A las 7:51 de la fría mañana del 12 de enero de 2007, un hombre blanco, relativamente joven, vestido con pantalones vaqueros, una remera de manga larga y una gorra de béisbol de los Washington Nationals bajó de un automóvil de alquiler frente a la boca del metro de Washington DC, más precisamente la estación L´Enfant Plaza. Llevaba un estuche de violín.

Descendió por las escaleras mecánicas, pagó su pasaje, ingresó a las plataformas y se ubicó en uno de los andenes, detrás de un tacho de basura.

Sacó el violín de su estuche, colocó este abierto a sus pies, puso en su interior algunas monedas como "cebo", se posicionó de frente al público que pasaba apurado, afinó el instrumento y comenzó a tocar.

Ejecutó seis piezas en cuarenta y tres minutos, mientras mil noventa y siete personas transitaban frente a él, abstraídas en sus urgencias y preocupaciones.
No olvidemos que se trataba de la hora pico (ya eran casi las 8 de la mañana) de un día de invierno, laborable, en el subterráneo de la gran capital norteamericana. L´Enfant Plaza se encuentra en pleno microcentro de Washington, donde están ubicados casi todos los edificios del gobierno federal, y, como es lógico, la inmensa mayoría de los pasajeros se dirigían a sus trabajos, mayormente empleos públicos. Burócratas de nivel medio, analistas financieros, especialistas en presupuesto, consultores informáticos, todos bajaban o subían de los trenes a escasos metros del esforzado violinista.

Que, mientras su "público" desfilaba incesantemente en un vértigo de carreras hacia ninguna parte, sudaba sobre su instrumento y se afanaba en hacer oír su primera pieza.

Johann Sebastian Bach, es considerado el padre del lenguaje musical moderno. Su partita n° 2 es considerada la más difícil pieza para violín jamás compuesta.

Tocar esta partita exige dominar todos y cada uno de los aspectos de la interpretación del violín. Es una obra compuesta exclusivamente para virtuosos. Muy pocos violinistas actuales se atreven a incluirla en su repertorio.

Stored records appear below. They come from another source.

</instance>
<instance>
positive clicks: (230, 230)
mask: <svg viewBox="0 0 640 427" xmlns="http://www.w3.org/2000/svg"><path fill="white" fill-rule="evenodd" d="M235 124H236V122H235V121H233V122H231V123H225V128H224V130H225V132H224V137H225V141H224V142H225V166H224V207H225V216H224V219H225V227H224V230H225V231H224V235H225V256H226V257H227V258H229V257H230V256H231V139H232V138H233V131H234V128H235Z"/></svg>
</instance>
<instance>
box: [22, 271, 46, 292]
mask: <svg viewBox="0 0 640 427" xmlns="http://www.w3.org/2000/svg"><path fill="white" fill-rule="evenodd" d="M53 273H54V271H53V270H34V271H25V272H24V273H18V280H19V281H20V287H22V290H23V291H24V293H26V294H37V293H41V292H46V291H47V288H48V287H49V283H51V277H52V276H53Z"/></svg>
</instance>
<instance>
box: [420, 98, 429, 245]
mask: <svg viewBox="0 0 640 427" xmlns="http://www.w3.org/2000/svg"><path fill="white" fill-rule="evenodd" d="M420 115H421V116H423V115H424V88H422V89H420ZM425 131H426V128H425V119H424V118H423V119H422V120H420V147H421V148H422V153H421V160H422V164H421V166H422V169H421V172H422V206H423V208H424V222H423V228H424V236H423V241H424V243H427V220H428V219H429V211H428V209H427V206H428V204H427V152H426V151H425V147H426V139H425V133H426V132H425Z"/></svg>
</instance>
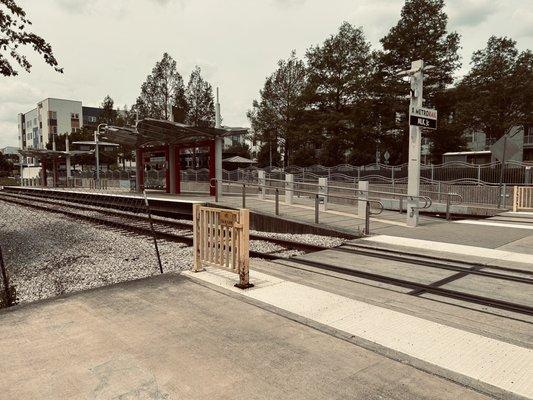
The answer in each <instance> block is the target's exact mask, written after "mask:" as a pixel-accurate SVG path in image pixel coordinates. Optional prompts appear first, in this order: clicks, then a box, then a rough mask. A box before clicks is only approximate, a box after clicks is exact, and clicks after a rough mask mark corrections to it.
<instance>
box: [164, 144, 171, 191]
mask: <svg viewBox="0 0 533 400" xmlns="http://www.w3.org/2000/svg"><path fill="white" fill-rule="evenodd" d="M169 151H170V148H169V145H168V144H167V145H166V146H165V164H166V168H165V192H167V193H170V157H169Z"/></svg>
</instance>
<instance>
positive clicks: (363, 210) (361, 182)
mask: <svg viewBox="0 0 533 400" xmlns="http://www.w3.org/2000/svg"><path fill="white" fill-rule="evenodd" d="M368 188H369V183H368V181H359V185H358V189H359V190H360V192H358V195H357V197H358V198H359V201H358V202H357V216H358V217H359V218H362V219H364V220H366V203H367V200H368Z"/></svg>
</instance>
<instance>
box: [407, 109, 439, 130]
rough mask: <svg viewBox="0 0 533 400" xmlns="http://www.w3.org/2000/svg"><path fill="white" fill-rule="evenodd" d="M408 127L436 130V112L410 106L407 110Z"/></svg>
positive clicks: (436, 116)
mask: <svg viewBox="0 0 533 400" xmlns="http://www.w3.org/2000/svg"><path fill="white" fill-rule="evenodd" d="M409 125H414V126H420V127H422V128H427V129H437V110H434V109H432V108H424V107H416V106H411V107H410V108H409Z"/></svg>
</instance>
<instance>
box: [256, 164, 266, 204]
mask: <svg viewBox="0 0 533 400" xmlns="http://www.w3.org/2000/svg"><path fill="white" fill-rule="evenodd" d="M257 181H258V183H259V198H260V199H261V200H264V199H265V192H266V187H265V186H266V178H265V171H264V170H259V171H257Z"/></svg>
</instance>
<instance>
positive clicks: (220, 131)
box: [101, 118, 248, 148]
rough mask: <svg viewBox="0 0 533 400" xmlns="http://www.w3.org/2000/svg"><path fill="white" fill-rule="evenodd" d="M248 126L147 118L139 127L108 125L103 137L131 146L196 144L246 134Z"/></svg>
mask: <svg viewBox="0 0 533 400" xmlns="http://www.w3.org/2000/svg"><path fill="white" fill-rule="evenodd" d="M246 133H248V130H247V129H246V128H229V127H222V128H211V127H199V126H191V125H185V124H181V123H178V122H171V121H166V120H159V119H152V118H145V119H143V120H142V121H140V122H139V123H138V124H137V128H124V127H117V126H108V127H106V128H105V131H104V132H103V133H102V135H101V136H102V137H103V138H104V139H106V140H109V141H110V142H113V143H118V144H121V145H125V146H130V147H135V148H138V147H141V146H143V145H148V144H159V143H163V144H171V145H179V144H194V143H197V142H202V141H206V140H214V139H216V138H218V137H226V136H234V135H244V134H246Z"/></svg>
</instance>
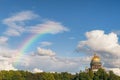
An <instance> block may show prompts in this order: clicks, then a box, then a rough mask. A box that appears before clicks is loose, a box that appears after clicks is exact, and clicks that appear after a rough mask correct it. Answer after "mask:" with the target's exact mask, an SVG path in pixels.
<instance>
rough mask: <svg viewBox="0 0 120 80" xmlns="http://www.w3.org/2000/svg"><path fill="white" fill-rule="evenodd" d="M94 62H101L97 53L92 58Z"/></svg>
mask: <svg viewBox="0 0 120 80" xmlns="http://www.w3.org/2000/svg"><path fill="white" fill-rule="evenodd" d="M92 62H100V57H99V56H97V55H96V54H94V56H93V58H92Z"/></svg>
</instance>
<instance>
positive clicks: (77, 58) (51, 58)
mask: <svg viewBox="0 0 120 80" xmlns="http://www.w3.org/2000/svg"><path fill="white" fill-rule="evenodd" d="M24 58H25V59H24ZM24 58H22V60H21V61H20V62H19V65H18V66H22V67H24V68H22V69H25V68H26V69H27V70H31V71H33V69H35V68H37V69H40V70H42V71H45V72H46V71H47V72H65V71H68V72H79V71H80V69H82V70H84V68H85V67H86V65H88V64H89V61H90V58H88V57H77V58H76V57H68V58H66V57H59V56H58V57H57V56H53V57H49V56H38V55H34V56H30V55H27V56H26V57H24ZM26 58H28V59H29V61H27V60H26ZM24 62H26V63H28V65H27V66H25V65H24V64H23V63H24ZM19 69H20V68H19Z"/></svg>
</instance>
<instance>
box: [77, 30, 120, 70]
mask: <svg viewBox="0 0 120 80" xmlns="http://www.w3.org/2000/svg"><path fill="white" fill-rule="evenodd" d="M86 37H87V40H84V41H80V42H79V44H78V47H77V48H78V49H77V50H78V51H79V52H80V51H84V52H86V53H87V54H90V53H91V52H97V53H98V54H99V55H100V57H101V60H102V62H104V66H105V67H107V68H113V67H116V68H118V67H119V66H120V59H119V57H120V45H119V41H118V37H117V35H116V34H115V33H112V32H111V33H109V34H105V33H104V31H102V30H93V31H90V32H87V33H86Z"/></svg>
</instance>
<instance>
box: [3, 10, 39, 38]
mask: <svg viewBox="0 0 120 80" xmlns="http://www.w3.org/2000/svg"><path fill="white" fill-rule="evenodd" d="M36 17H38V15H36V14H34V13H33V12H32V11H23V12H20V13H17V14H15V15H13V16H11V17H9V18H6V19H4V20H3V23H4V24H6V25H7V26H8V27H9V28H8V29H7V31H6V32H5V34H6V35H8V36H19V35H20V34H21V33H23V32H24V31H25V28H24V25H25V23H24V21H27V20H32V19H34V18H36Z"/></svg>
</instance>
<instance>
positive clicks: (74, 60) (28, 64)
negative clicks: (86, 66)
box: [0, 0, 120, 72]
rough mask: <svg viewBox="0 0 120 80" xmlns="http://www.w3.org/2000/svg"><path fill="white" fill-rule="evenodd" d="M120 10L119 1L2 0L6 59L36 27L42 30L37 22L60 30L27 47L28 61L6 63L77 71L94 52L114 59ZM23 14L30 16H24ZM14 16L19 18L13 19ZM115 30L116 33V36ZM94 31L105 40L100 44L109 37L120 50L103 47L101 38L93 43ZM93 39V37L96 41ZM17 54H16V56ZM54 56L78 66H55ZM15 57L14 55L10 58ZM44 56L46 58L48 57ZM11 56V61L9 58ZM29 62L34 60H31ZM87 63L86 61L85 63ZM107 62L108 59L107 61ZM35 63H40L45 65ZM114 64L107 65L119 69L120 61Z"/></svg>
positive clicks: (66, 70) (119, 22)
mask: <svg viewBox="0 0 120 80" xmlns="http://www.w3.org/2000/svg"><path fill="white" fill-rule="evenodd" d="M119 9H120V5H119V1H118V0H116V1H113V0H75V1H73V0H59V1H56V0H34V1H33V0H19V1H17V0H11V1H8V0H1V1H0V11H1V12H0V16H1V17H0V41H1V42H0V48H1V49H5V51H4V52H2V51H1V52H0V53H1V57H2V58H5V55H7V56H8V55H12V54H13V53H12V52H14V51H17V52H19V51H18V48H19V46H20V44H21V43H23V42H24V40H25V39H26V37H28V36H30V35H32V34H33V33H35V32H34V31H36V29H35V27H37V29H38V31H39V30H41V28H40V27H41V26H36V25H38V24H44V25H48V26H49V25H53V29H54V30H53V31H54V32H56V30H58V32H56V33H55V34H52V32H50V33H47V35H44V36H42V38H40V39H38V40H37V41H36V42H34V44H32V45H31V47H29V49H28V50H27V55H24V56H23V59H24V60H26V63H24V62H23V61H20V62H19V65H17V66H14V61H13V62H9V61H4V62H5V63H10V64H11V66H12V67H10V69H26V68H28V70H32V69H37V70H38V69H40V70H43V71H68V72H77V71H79V70H80V69H83V68H84V67H85V66H89V62H90V59H91V56H92V55H93V54H92V52H97V53H98V55H99V56H101V58H105V57H106V56H105V55H103V54H102V53H105V54H106V55H109V56H112V55H114V57H112V59H115V57H116V56H118V55H119V54H118V52H119V50H118V49H119V47H120V45H119V37H120V28H119V27H120V22H119V21H120V16H119V14H120V10H119ZM19 14H22V15H19ZM23 15H25V16H27V15H29V16H27V18H24V16H23ZM18 16H19V18H22V17H23V20H21V21H20V20H18ZM15 17H17V19H15ZM13 18H14V19H15V20H13ZM29 18H30V19H29ZM8 19H9V20H8ZM12 20H13V21H12ZM52 23H55V24H52ZM43 27H44V26H43ZM60 28H61V30H60ZM32 29H34V30H32ZM12 31H13V32H12ZM112 32H114V33H113V35H112ZM87 33H88V34H87ZM37 34H38V33H37ZM85 34H86V35H85ZM93 34H95V35H97V36H99V35H100V34H101V35H102V36H101V38H98V39H103V42H102V41H101V40H98V43H101V44H102V43H105V42H106V41H104V40H107V41H108V42H109V43H108V44H107V42H106V45H107V46H111V45H115V46H112V47H111V49H115V48H116V45H117V49H115V51H111V50H109V49H108V48H107V49H108V50H107V49H106V47H105V48H104V46H106V45H100V46H102V47H103V48H101V47H99V44H97V41H96V43H95V44H96V45H94V43H93V42H94V40H96V39H95V38H94V35H93ZM105 36H108V37H105ZM90 39H92V40H93V42H92V41H91V40H90ZM82 41H86V42H85V43H84V44H83V45H84V46H82V48H81V47H79V46H81V45H82ZM110 41H111V42H110ZM110 43H111V44H110ZM112 43H113V44H112ZM83 47H84V48H86V47H87V48H88V49H90V50H91V51H92V52H88V51H87V50H86V49H85V50H84V48H83ZM76 49H78V51H76ZM41 50H42V51H43V53H42V51H41ZM117 50H118V51H117ZM10 52H11V53H10ZM31 53H32V54H35V56H33V55H32V57H33V59H34V58H36V57H37V60H32V58H31ZM53 53H55V54H53ZM116 53H117V54H116ZM4 54H5V55H4ZM15 54H16V53H15ZM15 54H13V55H14V57H15ZM41 54H42V56H41ZM43 54H44V56H43ZM48 54H49V55H48ZM51 55H55V56H54V57H52V59H54V60H57V61H58V63H60V62H62V61H63V62H64V61H66V62H69V63H71V64H72V63H73V64H74V65H75V66H73V65H71V64H68V65H66V66H68V67H69V68H68V69H66V68H64V67H63V66H65V64H66V63H62V64H60V65H61V67H59V68H56V67H55V66H54V65H56V64H58V63H57V62H56V63H54V64H52V60H51ZM38 56H39V58H38ZM48 56H49V57H48ZM14 57H13V56H11V57H10V59H13V58H14ZM43 57H45V60H44V58H43ZM83 58H85V59H86V60H84V59H83ZM7 59H8V60H9V58H7ZM46 59H48V60H49V61H50V63H51V65H52V67H50V68H49V69H46V68H45V67H47V64H48V62H49V61H48V62H46V61H47V60H46ZM107 59H108V60H109V59H110V57H107ZM39 60H40V61H39ZM42 60H44V61H45V62H46V64H43V63H45V62H44V61H43V62H41V61H42ZM29 61H32V62H31V63H30V62H29ZM79 61H80V62H79ZM81 61H83V62H81ZM117 61H118V62H119V60H118V59H117V60H116V62H117ZM84 62H85V63H86V64H84ZM103 62H104V64H105V62H106V60H103ZM35 63H40V64H42V66H41V65H37V64H35ZM23 64H26V66H23ZM33 64H35V66H31V65H33ZM112 65H113V64H112V63H109V64H106V65H105V67H107V68H118V67H117V66H120V65H119V63H116V66H112ZM8 66H10V65H8ZM43 66H44V67H43ZM62 68H64V69H62ZM71 69H73V70H71ZM74 69H75V70H74Z"/></svg>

La partita está dividida en cinco movimientos: Allemanda, Corrente, Sarabanda, Giga y Ciaccona. Esta última dura catorce minutos, un tiempo extremadamente largo y un esfuerzo agotador para cualquier violinista. Es tan especial, tan difícil, tan poderosa, tan diferente de todas las otras piezas para violín nunca compuestas, que normalmente se la ejecuta sola, sin siquiera la compañía de las otras cuatro partes de la partita.

La pieza alterna tiempos rápidos y lentos, todos escritos a diferentes ritmos y en diferentes tempos. Los especialistas aseguran que esta pieza contiene toda la sabiduría armónica, tonal y rítmica de su creador, comprimida en sus más de catorce minutos de duración.

Se comprende, entonces, el temor que los violinistas le demuestran: la pieza más difícil que existe para el violín, compuesta por el más grande compositor de la historia de la Humanidad. No es poco.

El lector lo ha adivinado: el joven violinista del subte de Washington abrió su pequeño recital, precisamente, con una perfecta ejecución de la ciaccona de la partita n° 2 en Re menor. Si alguno de los pasajeros del andén hubiera sabido algo de música para violín, de inmediato habría comprendido que el joven de la gorrita era un virtuoso sin discusión posible.

Pero hay otro detalle insólito en esta historia: la evolución tecnológica de los violines modernos los ha hecho diferentes de aquellos que se construían en tiempos de Bach, motivo por el cual hay pasajes de la ciaccona que no se pueden ejecutar correctamente en un violín moderno. Y acabamos de decir que la ejecución del muchacho fue perfecta. No hace falta más que sumar dos y dos para entender lo que ocurría.

Antonio Stradivari, el más grande constructor de violines de la historia. Cuando tenía 14 años comenzó a trabajar como aprendiz en el taller del notable Nicolò Amati, lo cual le permitió dominar todas las técnicas de la luthiería y los secretos constructivos de los violines que Amati vendía.El año de 1680 encontró a Stradivari ya instalado en un taller propio con una enorme fama de luthier. Algunas de las mejoras constructivas por el inventadas nos son desconocidas, pero las que hemos descubierto consisten, por ejemplo, en un radical cambio de la forma del arco. Sus violines presentan distintos espesores de la madera —calculados matemáticamente— y una fórmula secreta del barniz que genera un sonido incomparablemente superior.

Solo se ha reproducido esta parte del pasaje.